Telescope wish-list – 8″

Beyond the starter sizes of astronomical telescopes, keen amateur astronomers usually yearn for something bigger.
The ‘something bigger’ often takes the form of the popular 200mm (8″) size.
At this size there is some shake-out of the options available, as the refractors are long and heavy, and price themselves out of the running except for enthusiasts with deep pockets.

On the other end of the scale, you can get a Newtonian 200mm, on a Dubsonian mount, for under £300, cheap enough to tempt the unwary beginner. The Dobsonian mount was designed to be cheap, light and portable, for mounting large Newtonians and taking them out to astromeets and dark-sky sites, and designed to be easy to make as a DIY project. It is not really intended for starter-scopes. No single-axis tracking, no slow motions, no powered drives and no Goto.

For a Newtonian mounted on a solid equatorial mounting with electric drives and Goto, you can triple the above price.
The advantages of a Newtonian are cheapness and (usually) a short focal ratio good for astro-photography. That’s it.
Disadvantages: needs frequent collimation checks, awkward eyepiece position, requires eyepieces designed for short-focus telescopes.

Further up the scale are the catadioptric telescopes, usually a SCT (Schmidt-Cassegrain Telescope) in this size range. These have a folded optical train and a corrector plate at the front, giving a compact tube and a convenient eyepiece position, with a long focal ratio. They do not require frequent checking or adjustment. With a Goto mounting, they cost from around £1300. Good for astro-photography and general viewing (except wide-field). If you want the very best, you can spend £10,000 on a superb and fully equipped catadioptric 8″ telescope and mounting. Not that many people do, other than university astronomers.

A Goto mount will allow you to rapidly find objects by their RA and declination, something that setting circles are supposed to do but actually don’t, except at an observatory. Also they can be hooked up to a laptop for sundry purposes including accessing observing lists from the Internet.
Norton’s Star Atlas and Goto firmware databases contain small lists, but download a full list of what double stars your telescope should be able to resolve, and you’ll be gobsmacked.

Astronomy bits

I recently acquired some more astronomy hardware. First, a Helios 200p OTA (or in plain English, a large Newtonian reflector without mounting). I hoped that this would provide some extra power for looking at planets in particular, as well as making use of my under-employed EQ-5 mount with electric RA drive. The OTA was very cheap, a fraction of the cost of a new one.
I also got two premium quality eyepieces, a Baader Classic Ortho of 10mm and a Celestron X-Cel of 8mm focal length. I got the X-Cel cheap on Ebay- they retail for around £70.
Last night I managed to test the new eyepieces in my 127 Maksutov telescope. Both are an obvious improvement on the 9mm stock eyepiece that came with the Celestron Mak. The 9mm struggled to split Epsilon Lyrae 1 or2 (not a severe test for this scope) while the other two split this double-double easily, showing round dots with diffraction rings.
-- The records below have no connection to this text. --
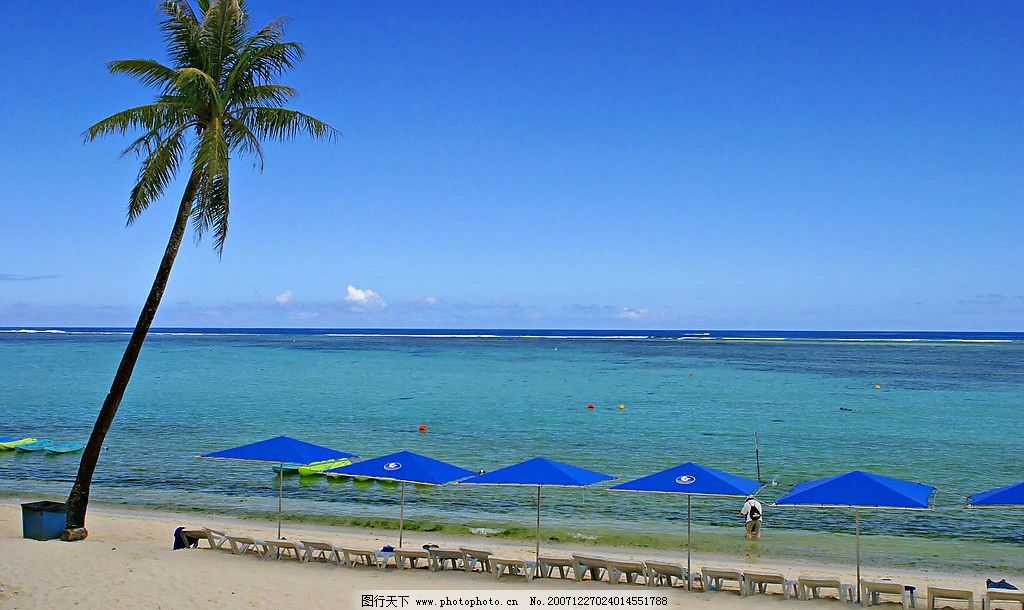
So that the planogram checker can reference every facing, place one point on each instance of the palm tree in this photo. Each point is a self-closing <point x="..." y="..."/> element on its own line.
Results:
<point x="217" y="97"/>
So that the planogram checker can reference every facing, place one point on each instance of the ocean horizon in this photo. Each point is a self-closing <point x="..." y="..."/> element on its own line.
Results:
<point x="928" y="406"/>
<point x="484" y="333"/>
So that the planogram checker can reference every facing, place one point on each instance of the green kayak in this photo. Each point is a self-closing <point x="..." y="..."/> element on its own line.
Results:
<point x="64" y="448"/>
<point x="317" y="468"/>
<point x="39" y="445"/>
<point x="9" y="445"/>
<point x="290" y="469"/>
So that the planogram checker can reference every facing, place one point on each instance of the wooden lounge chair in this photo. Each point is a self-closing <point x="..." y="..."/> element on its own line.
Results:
<point x="282" y="549"/>
<point x="633" y="570"/>
<point x="810" y="586"/>
<point x="664" y="574"/>
<point x="548" y="565"/>
<point x="1000" y="595"/>
<point x="412" y="555"/>
<point x="437" y="558"/>
<point x="190" y="537"/>
<point x="714" y="579"/>
<point x="935" y="594"/>
<point x="513" y="567"/>
<point x="321" y="551"/>
<point x="353" y="557"/>
<point x="216" y="538"/>
<point x="247" y="545"/>
<point x="473" y="557"/>
<point x="595" y="566"/>
<point x="871" y="592"/>
<point x="759" y="581"/>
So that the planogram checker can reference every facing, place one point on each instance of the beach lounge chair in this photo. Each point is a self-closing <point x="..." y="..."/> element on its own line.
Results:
<point x="188" y="537"/>
<point x="583" y="565"/>
<point x="473" y="557"/>
<point x="664" y="574"/>
<point x="411" y="555"/>
<point x="759" y="581"/>
<point x="281" y="549"/>
<point x="321" y="551"/>
<point x="935" y="594"/>
<point x="367" y="557"/>
<point x="810" y="586"/>
<point x="548" y="565"/>
<point x="246" y="545"/>
<point x="1000" y="595"/>
<point x="513" y="567"/>
<point x="216" y="538"/>
<point x="633" y="570"/>
<point x="438" y="557"/>
<point x="714" y="579"/>
<point x="871" y="592"/>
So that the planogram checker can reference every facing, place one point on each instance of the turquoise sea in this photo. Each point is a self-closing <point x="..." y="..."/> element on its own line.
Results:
<point x="947" y="412"/>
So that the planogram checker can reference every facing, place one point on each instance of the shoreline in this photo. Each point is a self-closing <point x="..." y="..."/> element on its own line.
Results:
<point x="777" y="545"/>
<point x="127" y="562"/>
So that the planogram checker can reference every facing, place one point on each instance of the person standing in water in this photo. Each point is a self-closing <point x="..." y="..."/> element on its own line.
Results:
<point x="752" y="512"/>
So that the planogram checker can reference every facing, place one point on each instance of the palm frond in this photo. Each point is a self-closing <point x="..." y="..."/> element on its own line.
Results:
<point x="241" y="138"/>
<point x="261" y="95"/>
<point x="182" y="33"/>
<point x="150" y="72"/>
<point x="157" y="171"/>
<point x="217" y="98"/>
<point x="212" y="153"/>
<point x="201" y="86"/>
<point x="212" y="209"/>
<point x="284" y="124"/>
<point x="144" y="117"/>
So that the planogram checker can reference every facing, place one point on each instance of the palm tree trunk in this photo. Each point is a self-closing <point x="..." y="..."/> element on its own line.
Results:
<point x="78" y="499"/>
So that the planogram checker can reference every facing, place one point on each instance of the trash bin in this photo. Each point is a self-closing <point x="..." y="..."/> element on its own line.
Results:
<point x="43" y="520"/>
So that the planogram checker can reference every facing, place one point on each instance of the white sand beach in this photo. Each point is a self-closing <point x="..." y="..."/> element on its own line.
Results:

I am still working up the Helios, having so far tried it on the EQ-5 mount three times. I have adjusted the collimation, given it a spare red-dot finder (only good for finding very bright objects, unfortunately) and checked that it works with various eyepieces. I fitted a grab bar across the tube rings so that I could handle the scope safely. With the tripod legs fully extended, the eyepiece proved to be too high to reach when the telescope was aimed at the zenith. At 9Kg this is the heaviest scope one can put on an EQ-5 without exceeding the maximum recommended loading. It seems stable enough for visual use.
The Helios has a f5 focal ratio, like almost all the larger Newtonians for sale today. This f-ratio is not really well suited for visual work, but makes the scope shorter, lighter, and easier to mount. In this case, making the tube any longer would bump up the mounting requirements to a stronger, heavier and more expensive mounting.

The Helios seems much less user-friendly than my 127mm Mak go-to outfit, and I wonder what a beginner would make of it.